The U.S. Food and Drug Administration has delayed the effective date by which cigarette manufacturers will be required to print graphic health warnings on their products by three months to July 13, 2022, reports The Winston-Salem Journal.
It is at least the fourth delay for the graphic warning labels when counting previously set launch dates of June 18, 2021, Oct. 16, 2021, Jan. 14, 2022, and April 14, 2022.
The FDA released its final rule requiring new graphic warnings for cigarettes in March 2020. The rule calls for labels that feature some of the lesser known health risks of smoking, such as diabetes. The graphic warnings must cover the top 50 percent of the front and rear panels of packages as well as at least 20 percent of the top of advertisements.
In April and May 2020, cigarette manufacturers and retailers sued the FDA, arguing that the graphic warning requirements amount to governmental anti-smoking advocacy because the government has never forced makers of a legal product to use their own advertising to spread an emotionally charged message urging adults not to use their products.
In a more recent challenge, tobacco companies argued that the deadline was too onerous due to the impact of the Covid-19 pandemic.

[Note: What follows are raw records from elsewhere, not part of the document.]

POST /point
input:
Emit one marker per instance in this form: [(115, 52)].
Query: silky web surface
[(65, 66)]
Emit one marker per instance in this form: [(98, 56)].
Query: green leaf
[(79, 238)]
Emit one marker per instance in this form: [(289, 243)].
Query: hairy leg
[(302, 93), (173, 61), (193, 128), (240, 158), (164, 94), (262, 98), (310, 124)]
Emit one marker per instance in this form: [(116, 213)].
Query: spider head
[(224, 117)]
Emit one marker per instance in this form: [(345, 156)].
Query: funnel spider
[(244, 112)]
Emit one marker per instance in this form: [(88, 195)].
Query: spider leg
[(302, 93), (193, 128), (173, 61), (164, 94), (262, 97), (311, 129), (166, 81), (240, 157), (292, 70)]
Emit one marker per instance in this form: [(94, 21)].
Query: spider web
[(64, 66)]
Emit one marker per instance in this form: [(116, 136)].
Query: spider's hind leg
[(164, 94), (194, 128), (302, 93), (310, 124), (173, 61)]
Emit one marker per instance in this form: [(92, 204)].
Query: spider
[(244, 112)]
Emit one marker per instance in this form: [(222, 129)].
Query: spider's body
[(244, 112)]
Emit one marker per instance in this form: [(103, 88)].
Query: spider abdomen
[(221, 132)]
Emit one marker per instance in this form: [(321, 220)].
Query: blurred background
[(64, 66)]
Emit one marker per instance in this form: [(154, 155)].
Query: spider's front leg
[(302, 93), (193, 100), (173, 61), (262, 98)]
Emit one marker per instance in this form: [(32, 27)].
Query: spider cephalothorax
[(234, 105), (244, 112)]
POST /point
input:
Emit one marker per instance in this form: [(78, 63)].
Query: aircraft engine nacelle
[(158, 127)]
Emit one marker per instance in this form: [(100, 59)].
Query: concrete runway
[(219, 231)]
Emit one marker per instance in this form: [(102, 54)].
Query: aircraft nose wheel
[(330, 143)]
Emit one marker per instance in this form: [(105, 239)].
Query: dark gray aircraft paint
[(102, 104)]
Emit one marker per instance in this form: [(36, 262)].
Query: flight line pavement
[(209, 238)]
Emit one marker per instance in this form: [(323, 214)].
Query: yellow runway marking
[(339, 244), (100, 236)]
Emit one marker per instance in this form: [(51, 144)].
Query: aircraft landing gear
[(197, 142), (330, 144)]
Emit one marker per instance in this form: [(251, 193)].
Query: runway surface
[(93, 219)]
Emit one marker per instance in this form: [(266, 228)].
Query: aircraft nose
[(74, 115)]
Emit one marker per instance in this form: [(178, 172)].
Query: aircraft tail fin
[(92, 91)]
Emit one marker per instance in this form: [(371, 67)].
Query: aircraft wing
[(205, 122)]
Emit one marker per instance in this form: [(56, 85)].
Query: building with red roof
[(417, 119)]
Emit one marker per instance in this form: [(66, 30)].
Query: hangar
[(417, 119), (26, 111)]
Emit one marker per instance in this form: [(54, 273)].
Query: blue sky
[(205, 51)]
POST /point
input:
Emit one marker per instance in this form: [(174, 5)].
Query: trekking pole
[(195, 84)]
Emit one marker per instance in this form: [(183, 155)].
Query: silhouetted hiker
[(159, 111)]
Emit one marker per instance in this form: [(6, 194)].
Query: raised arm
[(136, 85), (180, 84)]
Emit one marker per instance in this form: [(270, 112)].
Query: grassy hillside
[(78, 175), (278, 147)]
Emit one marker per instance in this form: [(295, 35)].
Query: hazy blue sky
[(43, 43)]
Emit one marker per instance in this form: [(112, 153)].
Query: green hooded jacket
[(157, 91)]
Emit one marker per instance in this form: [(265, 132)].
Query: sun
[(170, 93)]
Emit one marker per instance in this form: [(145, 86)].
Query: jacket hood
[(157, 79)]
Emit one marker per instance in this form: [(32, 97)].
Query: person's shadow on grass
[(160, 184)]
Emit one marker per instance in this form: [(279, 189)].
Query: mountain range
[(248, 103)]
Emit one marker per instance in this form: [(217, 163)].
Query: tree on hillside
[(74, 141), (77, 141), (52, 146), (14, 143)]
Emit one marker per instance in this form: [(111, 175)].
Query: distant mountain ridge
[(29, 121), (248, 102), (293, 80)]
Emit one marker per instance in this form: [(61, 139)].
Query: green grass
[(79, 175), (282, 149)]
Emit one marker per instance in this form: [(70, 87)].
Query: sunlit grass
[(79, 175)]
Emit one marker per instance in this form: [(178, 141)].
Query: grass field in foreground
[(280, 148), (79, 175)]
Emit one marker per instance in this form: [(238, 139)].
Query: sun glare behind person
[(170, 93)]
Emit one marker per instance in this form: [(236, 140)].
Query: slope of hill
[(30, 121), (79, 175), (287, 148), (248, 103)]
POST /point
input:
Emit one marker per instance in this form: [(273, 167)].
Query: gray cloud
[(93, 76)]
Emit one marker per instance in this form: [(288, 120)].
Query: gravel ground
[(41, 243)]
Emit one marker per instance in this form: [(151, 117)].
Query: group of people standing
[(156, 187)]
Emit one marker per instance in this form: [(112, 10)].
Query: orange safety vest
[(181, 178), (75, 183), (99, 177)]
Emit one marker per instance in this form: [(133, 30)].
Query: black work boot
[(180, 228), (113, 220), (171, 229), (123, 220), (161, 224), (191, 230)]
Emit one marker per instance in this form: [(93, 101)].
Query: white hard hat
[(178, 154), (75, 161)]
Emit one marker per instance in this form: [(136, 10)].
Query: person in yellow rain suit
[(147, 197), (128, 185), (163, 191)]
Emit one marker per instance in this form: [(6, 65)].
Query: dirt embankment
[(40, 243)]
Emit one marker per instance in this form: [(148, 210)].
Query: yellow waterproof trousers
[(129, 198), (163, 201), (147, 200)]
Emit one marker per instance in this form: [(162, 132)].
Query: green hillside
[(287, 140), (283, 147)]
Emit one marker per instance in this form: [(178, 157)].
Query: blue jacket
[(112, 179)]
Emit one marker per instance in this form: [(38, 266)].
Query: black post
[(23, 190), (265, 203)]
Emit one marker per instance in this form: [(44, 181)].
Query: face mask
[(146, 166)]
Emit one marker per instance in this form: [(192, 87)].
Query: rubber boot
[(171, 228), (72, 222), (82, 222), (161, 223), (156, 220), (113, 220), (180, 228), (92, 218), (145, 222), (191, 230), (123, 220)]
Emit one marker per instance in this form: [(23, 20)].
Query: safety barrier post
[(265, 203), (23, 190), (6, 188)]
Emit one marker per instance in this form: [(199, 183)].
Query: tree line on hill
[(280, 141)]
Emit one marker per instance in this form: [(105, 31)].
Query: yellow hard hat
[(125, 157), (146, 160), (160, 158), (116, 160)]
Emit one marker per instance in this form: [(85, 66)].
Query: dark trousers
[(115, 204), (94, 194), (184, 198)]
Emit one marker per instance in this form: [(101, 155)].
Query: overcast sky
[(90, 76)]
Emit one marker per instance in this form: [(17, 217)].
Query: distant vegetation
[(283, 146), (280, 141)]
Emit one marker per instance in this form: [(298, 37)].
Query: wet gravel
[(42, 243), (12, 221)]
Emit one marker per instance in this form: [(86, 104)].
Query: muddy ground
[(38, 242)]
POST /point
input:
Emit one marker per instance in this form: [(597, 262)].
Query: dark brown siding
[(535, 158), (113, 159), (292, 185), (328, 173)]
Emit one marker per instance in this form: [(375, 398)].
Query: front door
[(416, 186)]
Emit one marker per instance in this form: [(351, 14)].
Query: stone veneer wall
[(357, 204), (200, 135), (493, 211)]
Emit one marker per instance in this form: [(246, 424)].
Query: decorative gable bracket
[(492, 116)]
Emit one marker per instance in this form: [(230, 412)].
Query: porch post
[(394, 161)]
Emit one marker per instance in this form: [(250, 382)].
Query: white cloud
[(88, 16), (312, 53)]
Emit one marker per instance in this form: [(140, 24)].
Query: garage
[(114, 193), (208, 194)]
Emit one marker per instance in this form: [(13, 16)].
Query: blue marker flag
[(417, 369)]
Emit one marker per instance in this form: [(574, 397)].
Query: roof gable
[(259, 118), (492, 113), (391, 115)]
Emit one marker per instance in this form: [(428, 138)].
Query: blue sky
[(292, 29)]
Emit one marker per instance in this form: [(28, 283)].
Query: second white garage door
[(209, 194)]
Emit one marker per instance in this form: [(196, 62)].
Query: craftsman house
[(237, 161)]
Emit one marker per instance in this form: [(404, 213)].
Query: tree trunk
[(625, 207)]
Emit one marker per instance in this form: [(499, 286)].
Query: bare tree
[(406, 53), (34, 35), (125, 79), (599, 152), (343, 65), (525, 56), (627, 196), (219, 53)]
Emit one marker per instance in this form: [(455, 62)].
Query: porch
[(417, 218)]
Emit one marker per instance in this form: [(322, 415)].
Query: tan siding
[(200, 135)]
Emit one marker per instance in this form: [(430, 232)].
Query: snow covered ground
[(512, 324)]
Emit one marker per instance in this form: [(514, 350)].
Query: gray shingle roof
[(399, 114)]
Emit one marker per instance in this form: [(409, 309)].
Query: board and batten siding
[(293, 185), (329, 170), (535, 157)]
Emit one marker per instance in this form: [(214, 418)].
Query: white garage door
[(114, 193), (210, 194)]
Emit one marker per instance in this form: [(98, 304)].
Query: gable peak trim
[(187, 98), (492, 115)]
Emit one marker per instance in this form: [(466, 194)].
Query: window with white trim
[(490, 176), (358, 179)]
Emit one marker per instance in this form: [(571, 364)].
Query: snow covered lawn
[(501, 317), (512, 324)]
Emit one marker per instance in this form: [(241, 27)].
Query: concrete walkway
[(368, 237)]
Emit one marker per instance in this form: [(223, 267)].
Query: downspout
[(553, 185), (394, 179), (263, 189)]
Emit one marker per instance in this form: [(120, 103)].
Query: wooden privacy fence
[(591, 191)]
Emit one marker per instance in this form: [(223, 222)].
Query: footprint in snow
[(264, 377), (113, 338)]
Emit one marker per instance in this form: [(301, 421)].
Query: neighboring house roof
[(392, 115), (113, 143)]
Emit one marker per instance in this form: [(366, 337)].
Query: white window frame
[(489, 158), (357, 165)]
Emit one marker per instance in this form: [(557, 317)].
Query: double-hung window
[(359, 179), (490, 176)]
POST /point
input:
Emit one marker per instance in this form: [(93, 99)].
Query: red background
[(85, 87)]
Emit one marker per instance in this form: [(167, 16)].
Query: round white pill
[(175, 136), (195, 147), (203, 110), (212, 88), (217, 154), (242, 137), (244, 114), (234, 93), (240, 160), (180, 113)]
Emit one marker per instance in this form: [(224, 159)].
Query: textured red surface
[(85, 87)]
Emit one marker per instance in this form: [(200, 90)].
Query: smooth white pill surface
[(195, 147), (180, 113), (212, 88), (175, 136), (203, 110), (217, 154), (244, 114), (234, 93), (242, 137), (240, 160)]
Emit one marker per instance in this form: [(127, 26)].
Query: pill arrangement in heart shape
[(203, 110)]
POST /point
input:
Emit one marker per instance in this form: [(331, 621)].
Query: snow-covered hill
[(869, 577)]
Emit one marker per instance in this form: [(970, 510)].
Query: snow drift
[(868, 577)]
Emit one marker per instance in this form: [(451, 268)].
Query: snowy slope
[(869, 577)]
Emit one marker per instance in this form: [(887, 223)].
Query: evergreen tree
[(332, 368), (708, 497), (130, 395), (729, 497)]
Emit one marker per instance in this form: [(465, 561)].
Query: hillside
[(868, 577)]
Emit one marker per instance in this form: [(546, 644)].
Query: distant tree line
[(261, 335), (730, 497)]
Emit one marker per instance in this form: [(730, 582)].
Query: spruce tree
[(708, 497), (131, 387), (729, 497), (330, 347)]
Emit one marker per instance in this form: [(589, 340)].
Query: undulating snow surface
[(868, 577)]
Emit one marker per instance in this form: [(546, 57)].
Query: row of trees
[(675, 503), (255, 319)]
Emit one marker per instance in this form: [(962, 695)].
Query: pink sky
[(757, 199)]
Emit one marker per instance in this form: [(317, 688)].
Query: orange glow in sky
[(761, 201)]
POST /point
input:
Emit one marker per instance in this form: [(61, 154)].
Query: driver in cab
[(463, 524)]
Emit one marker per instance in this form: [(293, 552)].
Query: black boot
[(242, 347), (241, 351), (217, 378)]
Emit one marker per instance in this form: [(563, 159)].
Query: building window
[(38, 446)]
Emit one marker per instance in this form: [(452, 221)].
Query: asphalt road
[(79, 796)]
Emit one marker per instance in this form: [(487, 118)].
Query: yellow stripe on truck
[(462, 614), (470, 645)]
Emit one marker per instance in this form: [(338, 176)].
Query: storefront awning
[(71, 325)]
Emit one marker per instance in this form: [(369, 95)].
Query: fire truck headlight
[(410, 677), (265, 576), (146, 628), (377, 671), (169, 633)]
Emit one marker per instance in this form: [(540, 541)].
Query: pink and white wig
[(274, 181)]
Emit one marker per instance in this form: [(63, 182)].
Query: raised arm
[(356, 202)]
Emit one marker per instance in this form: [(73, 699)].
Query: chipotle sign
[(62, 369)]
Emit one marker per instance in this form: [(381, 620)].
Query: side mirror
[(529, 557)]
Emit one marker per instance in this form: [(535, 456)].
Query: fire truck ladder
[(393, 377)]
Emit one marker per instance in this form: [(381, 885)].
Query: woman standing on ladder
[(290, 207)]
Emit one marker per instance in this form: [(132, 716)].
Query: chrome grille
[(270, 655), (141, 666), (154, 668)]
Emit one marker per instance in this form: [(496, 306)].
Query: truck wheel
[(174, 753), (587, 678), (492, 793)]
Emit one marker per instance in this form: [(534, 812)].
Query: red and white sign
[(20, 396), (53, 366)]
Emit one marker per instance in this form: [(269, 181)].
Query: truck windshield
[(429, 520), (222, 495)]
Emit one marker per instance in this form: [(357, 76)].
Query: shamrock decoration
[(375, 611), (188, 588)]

They also pointed to the risk that they would lose their investments in new packaging if the graphic health warning requirement were to be thrown out in court.
“These expenditures of resources for the purpose of meeting the rule’s requirements constitute irreparable harm because plaintiffs cannot recover money damages should the rule and/or the graphic warning requirement in the Tobacco Control Act be invalidated,” the companies said in a legal filing.
In March 2021, a district court judge in Texas granted a motion by the plaintiffs to postpone the effective date of the final rule to April 14, 2022. In May 2021, the court pushed back the final rule by an additional 90 days.
This is the Food and Drug Administration’s second attempt to enact graphic health warnings under the 2009 Family Smoking Prevention and Tobacco Control Act. The first rule was struck down by the federal court in the District of Columbia as a violation of the First Amendment.